Accessing public and private B2 S3 buckets in Rust

The AWS S3 Storage API is ubiquitous and has been picked up by other 3rd party storage vendors like Backblaze B2, Minio, Wasabi, Storj, and IDrive. This is excellent for developers and sysadmins as it facilitates integration testing and experimentation with cloud storage providers. There is an AWS SDK available for 10 languages so chances are you can use the official SDK and connect it to a non-AWS endpoint.

Rust is the 10th language with an AWS SDK and it’s unlisted at the previous link, as it was released for developer preview a month and a half ago. Examples are sparse and connecting with 3rd party providers is even scarcer. So let’s do our part and fill the void a bit.

Fetch public files with HTTP client

Before getting to the main content, I want to share a little trick using public S3 compatible buckets.

Did you know that you can ergonomically access public files with just an HTTP client?

As we’ll see, the AWS SDKs are large and can significantly increase compile time and code size. Adding the SDK as a dependency can be killing a fly with a sledgehammer, especially due to the ceremony needed to instantiate whatever AWS service and client required. It can be quite preferable to use your language’s built in HTTP client or the lightest weight one available.
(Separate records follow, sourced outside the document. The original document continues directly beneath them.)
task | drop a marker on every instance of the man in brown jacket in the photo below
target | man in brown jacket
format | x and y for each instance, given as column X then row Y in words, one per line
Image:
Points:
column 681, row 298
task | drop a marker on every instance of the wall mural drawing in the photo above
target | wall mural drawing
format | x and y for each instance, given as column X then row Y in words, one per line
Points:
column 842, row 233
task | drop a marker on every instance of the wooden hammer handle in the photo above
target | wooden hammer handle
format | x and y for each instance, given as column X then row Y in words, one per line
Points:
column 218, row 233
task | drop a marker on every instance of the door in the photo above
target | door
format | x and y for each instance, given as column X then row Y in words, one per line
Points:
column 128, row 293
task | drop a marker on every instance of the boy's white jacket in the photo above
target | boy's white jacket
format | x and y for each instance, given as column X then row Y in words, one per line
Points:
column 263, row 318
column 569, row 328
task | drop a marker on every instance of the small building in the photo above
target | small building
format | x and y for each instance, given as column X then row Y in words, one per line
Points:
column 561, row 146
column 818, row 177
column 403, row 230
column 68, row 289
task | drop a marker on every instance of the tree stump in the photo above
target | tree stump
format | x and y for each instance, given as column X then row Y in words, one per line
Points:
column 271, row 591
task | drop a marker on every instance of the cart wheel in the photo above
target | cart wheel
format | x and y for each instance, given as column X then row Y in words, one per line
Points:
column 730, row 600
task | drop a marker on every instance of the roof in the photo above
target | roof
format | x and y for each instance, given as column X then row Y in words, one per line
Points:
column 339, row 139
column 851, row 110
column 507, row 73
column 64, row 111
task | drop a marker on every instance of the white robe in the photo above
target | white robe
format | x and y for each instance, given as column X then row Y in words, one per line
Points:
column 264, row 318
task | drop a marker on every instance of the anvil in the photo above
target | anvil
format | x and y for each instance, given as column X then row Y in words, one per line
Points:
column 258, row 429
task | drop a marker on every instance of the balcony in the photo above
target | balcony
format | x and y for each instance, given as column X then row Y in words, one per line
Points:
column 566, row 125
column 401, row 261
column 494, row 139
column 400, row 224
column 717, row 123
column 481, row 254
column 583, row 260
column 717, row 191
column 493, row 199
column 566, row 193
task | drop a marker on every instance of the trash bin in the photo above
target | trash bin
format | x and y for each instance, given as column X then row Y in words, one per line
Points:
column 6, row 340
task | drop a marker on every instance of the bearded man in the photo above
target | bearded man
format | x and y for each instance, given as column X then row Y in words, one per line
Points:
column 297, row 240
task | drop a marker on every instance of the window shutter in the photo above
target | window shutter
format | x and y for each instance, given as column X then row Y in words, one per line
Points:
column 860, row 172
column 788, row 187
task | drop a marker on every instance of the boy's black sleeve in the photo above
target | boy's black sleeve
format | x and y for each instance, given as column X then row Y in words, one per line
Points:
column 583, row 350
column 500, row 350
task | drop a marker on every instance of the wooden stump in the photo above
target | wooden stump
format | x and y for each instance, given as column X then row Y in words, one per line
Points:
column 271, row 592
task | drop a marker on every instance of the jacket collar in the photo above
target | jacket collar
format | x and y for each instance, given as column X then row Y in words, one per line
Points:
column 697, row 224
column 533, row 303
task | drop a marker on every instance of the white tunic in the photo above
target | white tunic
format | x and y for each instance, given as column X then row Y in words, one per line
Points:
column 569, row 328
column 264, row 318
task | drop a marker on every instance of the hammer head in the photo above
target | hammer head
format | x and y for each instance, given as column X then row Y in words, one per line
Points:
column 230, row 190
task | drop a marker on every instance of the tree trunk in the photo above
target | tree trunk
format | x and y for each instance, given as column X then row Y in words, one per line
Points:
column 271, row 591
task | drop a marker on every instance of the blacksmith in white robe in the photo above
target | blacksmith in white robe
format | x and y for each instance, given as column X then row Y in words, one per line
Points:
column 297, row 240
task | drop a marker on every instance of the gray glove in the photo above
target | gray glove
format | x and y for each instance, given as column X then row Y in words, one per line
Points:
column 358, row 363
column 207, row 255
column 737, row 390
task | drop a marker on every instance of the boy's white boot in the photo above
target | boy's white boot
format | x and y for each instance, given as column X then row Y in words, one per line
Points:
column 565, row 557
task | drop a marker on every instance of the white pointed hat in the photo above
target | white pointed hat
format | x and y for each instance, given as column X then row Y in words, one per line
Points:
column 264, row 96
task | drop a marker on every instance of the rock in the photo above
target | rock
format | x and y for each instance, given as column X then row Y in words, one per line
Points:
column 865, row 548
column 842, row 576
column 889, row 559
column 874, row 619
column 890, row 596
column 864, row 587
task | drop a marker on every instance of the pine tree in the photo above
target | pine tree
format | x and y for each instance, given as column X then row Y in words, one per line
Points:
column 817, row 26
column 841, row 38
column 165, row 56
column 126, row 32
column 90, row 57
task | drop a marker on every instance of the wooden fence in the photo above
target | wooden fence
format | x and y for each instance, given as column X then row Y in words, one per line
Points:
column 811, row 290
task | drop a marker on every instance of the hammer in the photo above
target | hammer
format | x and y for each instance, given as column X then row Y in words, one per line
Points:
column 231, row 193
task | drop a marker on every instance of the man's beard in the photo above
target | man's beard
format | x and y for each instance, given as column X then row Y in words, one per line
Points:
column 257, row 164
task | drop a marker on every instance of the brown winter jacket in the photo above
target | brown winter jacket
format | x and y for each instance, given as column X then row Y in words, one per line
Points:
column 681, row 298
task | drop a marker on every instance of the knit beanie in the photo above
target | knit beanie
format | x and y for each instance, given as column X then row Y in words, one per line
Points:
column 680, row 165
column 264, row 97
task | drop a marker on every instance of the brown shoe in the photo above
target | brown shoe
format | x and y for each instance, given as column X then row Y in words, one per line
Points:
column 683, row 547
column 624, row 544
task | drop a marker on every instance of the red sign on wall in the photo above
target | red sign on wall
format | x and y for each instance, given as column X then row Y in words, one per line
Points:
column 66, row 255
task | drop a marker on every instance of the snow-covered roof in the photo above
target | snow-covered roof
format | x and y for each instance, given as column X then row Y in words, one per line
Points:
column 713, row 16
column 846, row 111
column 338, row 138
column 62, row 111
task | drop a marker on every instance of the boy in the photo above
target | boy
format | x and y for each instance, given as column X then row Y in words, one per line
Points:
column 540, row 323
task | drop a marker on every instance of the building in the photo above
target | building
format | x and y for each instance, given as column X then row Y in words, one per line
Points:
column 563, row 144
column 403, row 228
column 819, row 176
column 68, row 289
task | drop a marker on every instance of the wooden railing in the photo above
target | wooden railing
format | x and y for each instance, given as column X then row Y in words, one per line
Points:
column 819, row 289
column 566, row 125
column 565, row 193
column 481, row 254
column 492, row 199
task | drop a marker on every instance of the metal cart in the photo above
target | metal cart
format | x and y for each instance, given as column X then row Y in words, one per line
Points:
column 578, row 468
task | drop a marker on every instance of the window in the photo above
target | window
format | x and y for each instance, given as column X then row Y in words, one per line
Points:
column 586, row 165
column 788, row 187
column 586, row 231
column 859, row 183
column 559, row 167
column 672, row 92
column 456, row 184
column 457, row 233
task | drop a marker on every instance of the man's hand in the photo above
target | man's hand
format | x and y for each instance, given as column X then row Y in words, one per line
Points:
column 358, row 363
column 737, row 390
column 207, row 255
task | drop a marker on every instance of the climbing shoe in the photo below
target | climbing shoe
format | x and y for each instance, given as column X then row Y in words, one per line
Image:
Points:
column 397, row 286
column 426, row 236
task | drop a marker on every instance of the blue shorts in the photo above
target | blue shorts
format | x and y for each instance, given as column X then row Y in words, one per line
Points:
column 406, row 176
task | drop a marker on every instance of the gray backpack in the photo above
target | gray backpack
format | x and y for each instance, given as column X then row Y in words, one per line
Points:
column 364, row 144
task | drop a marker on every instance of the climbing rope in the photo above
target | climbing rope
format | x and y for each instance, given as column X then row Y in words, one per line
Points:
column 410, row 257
For me that involves using the attohttpc crate, which is a minimal HTTP client library. I’ve used this to great effect in my projects where test fixtures were migrated from Git LFS to Backblaze B2, otherwise I risked an expensive bill. Read more about using Backblaze B2 as a cheaper alternative to Github’s Git LFS.

The code resembles the following:

let filename = "my-data.zip";
let bucket = "MY_BUCKET";
let url = format!(
    "https://{}.s3.us-west-002.backblazeb2.com/{}",
    bucket,
    filename
);
let resp = attohttpc::get(&url).send()?;

if !resp.is_success() {
    bail!("expected a 200 code from s3");
} else {
    let data = resp.bytes()?;
    std::fs::create_dir_all(cache.parent()?)?;
    std::fs::write(&cache, &data)?;
    data
}

Very simple. Much simpler than any alternative. The one caveat demonstrated above is that remote files are stored in a cache directory so that future test invocations don’t require internet access.

Private bucket

Our HTTP client trick won’t get us too far when we need ergonomic access to the other APIs that S3 offers, so it’s time to dip our toes into Rust crates that will allow us to flex what S3 is capable of. Our goal will be to stream an object from a private S3 bucket to a local file.

AWS Rust SDK

In order to use the AWS Rust SDK for S3, we need to first add 4 dependencies:

 [dependencies]
+aws-config = "0.4.1"
+aws-sdk-s3 = "0.4.1"
+tokio = { version = "1", features = ["full"] }
+tokio-stream = "0.1.8"

Be warned, these four crates bring over 100 dependencies with them. It can be hard to stomach, but if one is leveraging the tokio runtime for other async tasks or will be making extensive use of the SDK, then the cost will be amortized over time.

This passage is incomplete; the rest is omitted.